Chico writer explores national parks in books designed for pre-teens


Prolific children's book author Mike Graf, who teaches child development at Chico State University, is publishing a series of beautifully designed and illustrated stories about the national parks. The books are already winning awards.

The series is called "Adventures with the Parkers," and features the fictional family of Bob and Kristen Parker and their twins, fourth-grader Morgan and her brother James. The first is called "Bryce and Zion: Danger in the Narrows" and the second, "Grand Canyon: Tail of the Scorpion." Each is $9.95 in paperback from Fulcrum Publishing; forthcoming titles include "Yellowstone: Eye of the Grizzly" and "Yosemite: Harrowing Ascent of Half Dome," both scheduled for March release.

The first two "Adventures with the Parkers" books were recipients of the "Teachers' Choice Awards for the Family" for 2006; and "Scorpion" placed as a finalist in 2006 at in the children's book category as one of the best books for children in 2006.

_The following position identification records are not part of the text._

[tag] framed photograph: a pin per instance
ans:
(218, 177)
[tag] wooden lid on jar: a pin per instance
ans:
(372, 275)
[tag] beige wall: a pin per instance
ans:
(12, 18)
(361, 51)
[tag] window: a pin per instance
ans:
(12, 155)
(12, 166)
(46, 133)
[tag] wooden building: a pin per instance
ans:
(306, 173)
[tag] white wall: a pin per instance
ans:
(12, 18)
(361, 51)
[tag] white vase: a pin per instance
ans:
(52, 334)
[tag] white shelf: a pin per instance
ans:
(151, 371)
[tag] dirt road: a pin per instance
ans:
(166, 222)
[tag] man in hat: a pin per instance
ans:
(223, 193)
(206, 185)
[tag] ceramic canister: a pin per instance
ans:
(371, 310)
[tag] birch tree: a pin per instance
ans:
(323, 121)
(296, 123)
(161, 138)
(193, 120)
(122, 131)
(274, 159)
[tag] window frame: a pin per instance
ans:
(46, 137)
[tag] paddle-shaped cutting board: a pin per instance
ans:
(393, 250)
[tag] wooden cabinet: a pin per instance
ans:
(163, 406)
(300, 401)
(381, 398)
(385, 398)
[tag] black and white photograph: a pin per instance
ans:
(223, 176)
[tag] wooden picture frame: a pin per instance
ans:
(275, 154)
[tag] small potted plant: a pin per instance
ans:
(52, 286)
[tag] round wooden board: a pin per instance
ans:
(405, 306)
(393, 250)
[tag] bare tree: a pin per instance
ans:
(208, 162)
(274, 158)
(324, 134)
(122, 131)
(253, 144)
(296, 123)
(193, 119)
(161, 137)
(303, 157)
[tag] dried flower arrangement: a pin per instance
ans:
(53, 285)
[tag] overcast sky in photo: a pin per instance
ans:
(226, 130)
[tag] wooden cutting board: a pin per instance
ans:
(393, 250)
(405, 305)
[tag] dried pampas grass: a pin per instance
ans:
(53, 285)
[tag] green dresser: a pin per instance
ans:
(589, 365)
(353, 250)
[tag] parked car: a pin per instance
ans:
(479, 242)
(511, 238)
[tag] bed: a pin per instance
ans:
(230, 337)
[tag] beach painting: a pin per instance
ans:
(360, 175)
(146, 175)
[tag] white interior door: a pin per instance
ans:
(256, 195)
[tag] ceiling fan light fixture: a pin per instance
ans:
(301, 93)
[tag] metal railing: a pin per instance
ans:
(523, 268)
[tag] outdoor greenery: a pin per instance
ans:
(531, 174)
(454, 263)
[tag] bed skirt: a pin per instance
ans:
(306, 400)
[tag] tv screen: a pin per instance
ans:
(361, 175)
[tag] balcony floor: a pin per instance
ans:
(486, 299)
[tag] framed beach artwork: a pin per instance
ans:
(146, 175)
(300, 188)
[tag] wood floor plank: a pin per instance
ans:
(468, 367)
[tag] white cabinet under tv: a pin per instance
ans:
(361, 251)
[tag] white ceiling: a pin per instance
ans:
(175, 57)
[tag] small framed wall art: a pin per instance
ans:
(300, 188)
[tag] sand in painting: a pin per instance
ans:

According to Graf's Web site,, the author "has backpacked the world's national parks, interviewed storm-chasers and special-effects wizards, met the last surviving Angel Island immigrant, rafted through spectacular caves, researched wolf restoration, rock-climbed in Yosemite, explored ghost towns" and has had a stint as a local TV weatherman.

"Scorpion" contains dozens of full-color and black and white photographs, along with sketches by Marjorie Leggitt, illustrating some of the most important and interesting features of the Grand Canyon. Set in the context of a family outing to a national park, the stories include diary entries from James (who wants to be a reporter) and Morgan, with sidebars throughout that amplify some of the aspects of the story.

On the way to the park, for instance, the family listens to the "Grand Canyon Suite" by Ferde Grofé, and an insert tells readers about the Painted Desert, which "stretches from southeast of the Grand Canyon to near the New Mexico border. Minerals in the soil make it rainbow colored." There's also a box about Grofé himself, noting that the most famous part of his most famous suite "is the 'On the Trail' section, which has the clip-clop sound of hooves."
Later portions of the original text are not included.